On Thursday, 26th May, we celebrated the Feast of the Ascension, and this Sunday (June 5th) we will celebrate Pentecost - each of these great feasts in the Church remind us of God’s abiding presence with us, in us; in our world, in each other, in our hearts. Jesus’ parting words to his friends were ones of commissioning, blessing and reassurance. His vision and mission was clear…”Go out to all the world….baptise and teach… the Word….and know that I am with you, always”. At Pentecost we celebrate that presence, God’s Spirit given to us and shared so abundantly in the good gifts of our community.

Pentecost Sunday is often referred to as the birthday of the Church as it’s the day, seven weeks exactly after Jesus rose again, that the Holy Spirit filled the disciples with breath and they spoke with 'tongues of fire'. You can almost imagine those early Christians, who had a Galilean dialect, suddenly each were able to speak every language of the known world. Everyone was now able to hear the good news. By the end of that first Pentecost Sunday three-thousand people had been baptized and our Church had been founded. What a birthday!

Along with millions of fellow Australians, the community at St Aloysius has last week acknowleged National Reconciliation Week. This week has been a time for all Australians to reflect upon our shared histories, and on the contributions and achievements of Aboriginal and Torres Strait Islander Peoples in all walks of life. The National Reconciliation Week 2022 theme, “Be Brave. Make Change." is a challenge to all Australians- individuals, families, communities and government - to Be Brave and tackle the unfinished business of reconciliation so we can Make Change for the benefits of all Australians.

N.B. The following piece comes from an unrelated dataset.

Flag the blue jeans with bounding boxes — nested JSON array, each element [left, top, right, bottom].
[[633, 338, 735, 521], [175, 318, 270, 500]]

The 1967 Referendum saw over 90 per cent of Australians vote to give the Commonwealth the power to make laws for Aboriginal and Torres Strait Islander Peoples and recognise them in the national census. June 3 is Mabo Day – on this day in 1992, the High Court of Australia delivered its landmark Mabo decision which overturned the notion of ‘terra nullius’ and legally recognised Aboriginal and Torres Strait Islander Peoples’ connection to their country. In so many ways, reconciliation is at the very heart of what it means to be an organization of Mercy. As Principal, I have been proud of the efforts of the school community in ensuring that education plays a pivotal role in the healing and progress of the nation.


Monday, 6 June 2022 marks the 78th anniversary of D-Day and the Battle of Normandy. This day commenced the Allied invasion of World War II Nazi Europe, and in the subsequent weeks and months led to the freeing of millions of people from Nazi occupation. D-Day as a term has now seeped into our vernacular as a day, a moment even, where extraordinary change or decisions occur– but that change in 1944 only occurred due to the courage of an extraordinary generation, ultimate sacrifices were made in the name of justice and humanity, in the name of freedom and a better world.

Those values and the lessons of D-Day are as relevant in our daily lives today, as they were then. We may not be facing the barbed wire, the land mines and the ferocious enemy that were faced on the beaches of Normandy, but the lessons of 78 years ago still echo soundly today. We see in the Mercy values courage and justice the need to extend and sacrifice what we can, We stand in silence, awe and tribute to those who displayed those attributes in Normandy – and, as importantly, we thank them.